Citing the country’s director-general of mineral and energy affairs, Sandile Nogxina, the Johannesburg-based Website Fin24 reported that proposals to establish a government-backed miner would go before the board, and that South Africa might also seek to replicate the actions of the Botswana and Namibia governments, which formed joint ventures with De Beers to mine diamonds.
“Some people are calling for the involvement of the state in the production of mining," said Nogxina in an interview with Fin24, “the question is how.”
He explained that there were opposing views on the proposals with “certain people frustrated by empowerment” seeking to have the mining industry nationalised, while others wanted a mining company that would take a position in so-called greenfields projects.
“I don’t think this is a negative proposal,” said Nogxina. “The sooner we do something sensible about this, the better.

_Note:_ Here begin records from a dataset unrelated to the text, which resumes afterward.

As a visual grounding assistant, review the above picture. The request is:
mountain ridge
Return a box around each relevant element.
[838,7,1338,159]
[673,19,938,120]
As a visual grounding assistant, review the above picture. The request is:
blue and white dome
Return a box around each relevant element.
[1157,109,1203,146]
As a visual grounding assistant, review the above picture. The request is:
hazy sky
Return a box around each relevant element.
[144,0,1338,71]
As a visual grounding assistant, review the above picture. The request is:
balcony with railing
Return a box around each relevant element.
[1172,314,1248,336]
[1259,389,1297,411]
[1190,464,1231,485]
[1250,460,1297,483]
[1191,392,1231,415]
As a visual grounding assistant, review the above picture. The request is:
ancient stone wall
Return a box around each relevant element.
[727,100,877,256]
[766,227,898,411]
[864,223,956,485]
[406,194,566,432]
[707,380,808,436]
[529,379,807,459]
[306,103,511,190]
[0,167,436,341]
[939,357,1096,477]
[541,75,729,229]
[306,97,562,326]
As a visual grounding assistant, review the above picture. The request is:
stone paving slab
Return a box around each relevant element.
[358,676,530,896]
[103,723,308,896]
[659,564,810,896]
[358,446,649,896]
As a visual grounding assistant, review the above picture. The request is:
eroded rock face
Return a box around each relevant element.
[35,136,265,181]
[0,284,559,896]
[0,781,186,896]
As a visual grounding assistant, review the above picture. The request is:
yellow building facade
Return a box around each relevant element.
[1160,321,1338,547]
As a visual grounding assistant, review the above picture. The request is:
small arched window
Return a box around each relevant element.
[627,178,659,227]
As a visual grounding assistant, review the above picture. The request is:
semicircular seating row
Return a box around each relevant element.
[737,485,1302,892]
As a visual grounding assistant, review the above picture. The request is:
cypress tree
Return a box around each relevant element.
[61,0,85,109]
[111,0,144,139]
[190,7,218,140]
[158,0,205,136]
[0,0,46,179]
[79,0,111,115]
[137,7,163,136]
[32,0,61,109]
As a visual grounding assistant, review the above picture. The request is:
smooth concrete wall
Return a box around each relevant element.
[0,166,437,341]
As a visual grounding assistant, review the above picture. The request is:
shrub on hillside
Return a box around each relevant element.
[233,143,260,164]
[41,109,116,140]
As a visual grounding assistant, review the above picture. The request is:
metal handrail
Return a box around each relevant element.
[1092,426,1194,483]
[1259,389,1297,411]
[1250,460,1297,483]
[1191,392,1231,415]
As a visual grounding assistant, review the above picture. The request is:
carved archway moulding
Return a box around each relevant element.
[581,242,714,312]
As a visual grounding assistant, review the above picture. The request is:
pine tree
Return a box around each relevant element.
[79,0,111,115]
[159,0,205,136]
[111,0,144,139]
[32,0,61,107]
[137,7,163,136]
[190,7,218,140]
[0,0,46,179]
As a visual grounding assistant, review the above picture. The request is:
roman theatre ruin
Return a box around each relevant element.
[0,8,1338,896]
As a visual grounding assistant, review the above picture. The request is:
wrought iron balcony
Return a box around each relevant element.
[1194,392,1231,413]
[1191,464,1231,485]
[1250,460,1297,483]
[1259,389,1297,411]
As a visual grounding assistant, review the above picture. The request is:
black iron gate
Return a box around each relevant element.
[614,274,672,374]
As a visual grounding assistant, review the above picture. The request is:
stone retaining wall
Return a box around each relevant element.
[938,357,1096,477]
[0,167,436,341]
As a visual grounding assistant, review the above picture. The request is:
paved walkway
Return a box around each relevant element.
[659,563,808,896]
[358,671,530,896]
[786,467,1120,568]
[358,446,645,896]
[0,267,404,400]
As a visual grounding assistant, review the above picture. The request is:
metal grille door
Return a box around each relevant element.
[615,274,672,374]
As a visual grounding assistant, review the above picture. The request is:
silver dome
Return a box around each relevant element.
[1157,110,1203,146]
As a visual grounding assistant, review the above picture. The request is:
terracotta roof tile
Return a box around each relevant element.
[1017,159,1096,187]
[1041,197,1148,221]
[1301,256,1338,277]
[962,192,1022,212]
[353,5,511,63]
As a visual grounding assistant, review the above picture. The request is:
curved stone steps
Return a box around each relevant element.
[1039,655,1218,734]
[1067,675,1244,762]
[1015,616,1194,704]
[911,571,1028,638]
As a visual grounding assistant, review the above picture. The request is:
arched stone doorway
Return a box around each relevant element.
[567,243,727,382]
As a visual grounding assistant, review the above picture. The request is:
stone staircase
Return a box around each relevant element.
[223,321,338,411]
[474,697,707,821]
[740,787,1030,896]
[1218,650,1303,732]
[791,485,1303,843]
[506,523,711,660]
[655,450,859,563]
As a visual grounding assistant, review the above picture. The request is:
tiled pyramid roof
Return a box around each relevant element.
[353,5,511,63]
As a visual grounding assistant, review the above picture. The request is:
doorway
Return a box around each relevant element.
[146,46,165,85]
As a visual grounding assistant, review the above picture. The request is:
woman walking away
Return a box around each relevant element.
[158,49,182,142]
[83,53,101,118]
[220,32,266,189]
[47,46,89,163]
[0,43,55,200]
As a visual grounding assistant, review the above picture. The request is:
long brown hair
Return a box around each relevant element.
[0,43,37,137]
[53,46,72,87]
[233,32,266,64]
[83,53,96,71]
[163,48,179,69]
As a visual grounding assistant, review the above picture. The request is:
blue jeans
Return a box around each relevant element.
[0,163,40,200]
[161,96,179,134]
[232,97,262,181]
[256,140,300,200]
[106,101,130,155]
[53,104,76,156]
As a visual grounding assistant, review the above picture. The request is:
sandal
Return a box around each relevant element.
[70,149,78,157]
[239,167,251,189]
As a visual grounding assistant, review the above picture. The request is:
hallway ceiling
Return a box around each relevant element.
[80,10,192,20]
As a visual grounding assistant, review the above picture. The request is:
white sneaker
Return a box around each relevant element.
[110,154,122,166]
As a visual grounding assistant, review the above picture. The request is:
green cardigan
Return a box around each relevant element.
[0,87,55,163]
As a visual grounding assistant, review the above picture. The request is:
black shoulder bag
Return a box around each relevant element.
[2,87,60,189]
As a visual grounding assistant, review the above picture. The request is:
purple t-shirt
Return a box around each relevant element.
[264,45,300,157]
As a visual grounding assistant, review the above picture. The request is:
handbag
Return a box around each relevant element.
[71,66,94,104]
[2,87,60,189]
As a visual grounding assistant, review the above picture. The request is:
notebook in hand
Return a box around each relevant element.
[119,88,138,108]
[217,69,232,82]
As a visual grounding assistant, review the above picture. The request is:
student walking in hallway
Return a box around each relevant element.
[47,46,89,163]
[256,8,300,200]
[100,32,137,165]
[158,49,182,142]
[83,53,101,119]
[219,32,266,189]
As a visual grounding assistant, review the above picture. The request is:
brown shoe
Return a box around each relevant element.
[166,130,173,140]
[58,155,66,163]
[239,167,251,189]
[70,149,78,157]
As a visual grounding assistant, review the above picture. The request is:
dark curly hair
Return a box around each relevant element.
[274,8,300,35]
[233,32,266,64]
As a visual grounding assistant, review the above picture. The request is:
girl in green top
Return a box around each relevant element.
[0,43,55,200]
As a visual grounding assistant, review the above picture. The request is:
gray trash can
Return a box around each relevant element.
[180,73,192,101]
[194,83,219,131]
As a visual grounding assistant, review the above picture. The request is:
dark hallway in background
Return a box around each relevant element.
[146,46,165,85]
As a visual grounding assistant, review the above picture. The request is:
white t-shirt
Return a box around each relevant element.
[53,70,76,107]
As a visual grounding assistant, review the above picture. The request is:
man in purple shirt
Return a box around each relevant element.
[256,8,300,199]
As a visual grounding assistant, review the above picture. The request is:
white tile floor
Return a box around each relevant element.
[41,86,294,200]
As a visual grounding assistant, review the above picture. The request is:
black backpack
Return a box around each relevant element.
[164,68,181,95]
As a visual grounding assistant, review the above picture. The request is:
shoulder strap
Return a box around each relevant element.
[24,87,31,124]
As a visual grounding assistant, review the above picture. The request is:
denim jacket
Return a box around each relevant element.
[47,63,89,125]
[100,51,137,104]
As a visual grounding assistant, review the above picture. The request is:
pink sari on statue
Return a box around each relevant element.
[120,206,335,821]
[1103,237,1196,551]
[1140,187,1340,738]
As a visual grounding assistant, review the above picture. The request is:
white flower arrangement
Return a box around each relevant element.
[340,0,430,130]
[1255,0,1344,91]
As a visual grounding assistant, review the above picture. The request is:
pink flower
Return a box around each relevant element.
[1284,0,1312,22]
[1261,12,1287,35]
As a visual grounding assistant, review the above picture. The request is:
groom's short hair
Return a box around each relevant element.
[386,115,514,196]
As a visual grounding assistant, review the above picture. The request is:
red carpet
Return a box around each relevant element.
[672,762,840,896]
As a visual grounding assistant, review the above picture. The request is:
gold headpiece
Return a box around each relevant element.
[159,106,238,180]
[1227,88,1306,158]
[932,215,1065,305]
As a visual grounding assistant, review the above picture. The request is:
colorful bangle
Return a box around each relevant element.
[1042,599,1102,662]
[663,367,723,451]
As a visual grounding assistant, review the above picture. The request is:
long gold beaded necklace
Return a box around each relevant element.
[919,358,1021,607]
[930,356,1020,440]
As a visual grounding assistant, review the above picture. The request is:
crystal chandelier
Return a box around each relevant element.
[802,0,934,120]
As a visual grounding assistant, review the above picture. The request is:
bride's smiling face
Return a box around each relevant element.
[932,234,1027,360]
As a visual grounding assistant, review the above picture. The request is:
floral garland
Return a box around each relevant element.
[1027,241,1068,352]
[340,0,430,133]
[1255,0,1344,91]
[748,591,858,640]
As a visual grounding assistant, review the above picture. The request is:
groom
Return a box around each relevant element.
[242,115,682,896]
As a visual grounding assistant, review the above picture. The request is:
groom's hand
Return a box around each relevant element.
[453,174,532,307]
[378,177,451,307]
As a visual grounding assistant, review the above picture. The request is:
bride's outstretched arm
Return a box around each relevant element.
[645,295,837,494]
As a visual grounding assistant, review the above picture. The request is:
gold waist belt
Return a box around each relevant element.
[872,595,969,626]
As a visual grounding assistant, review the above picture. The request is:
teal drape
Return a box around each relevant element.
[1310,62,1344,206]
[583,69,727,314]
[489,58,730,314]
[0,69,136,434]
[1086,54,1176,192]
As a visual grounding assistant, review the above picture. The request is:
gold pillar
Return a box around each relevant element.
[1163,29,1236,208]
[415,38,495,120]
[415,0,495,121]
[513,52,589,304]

The Mining Advisory Board – created under the Minerals and Petroleum Resources Development Act (MPRDA), consists of representatives of government, labour and the Chamber of Mines of South Africa.
Nogxina confirmed that one proposal was to have such a state-owned company financed by proceeds of the Royalty Bill which was due to be promulgated. The bill seeks to levy revenues of mining companies, and is scheduled to come into effect in 2009.
It’s thought the proposal for a state-owned mining company is part of the government’s attempt to restructure empowerment which is deemed to have failed in certain respects. “We don’t have a timeline on these proposals,” Nogxina concluded. “We still have to decide on an implementation plan.”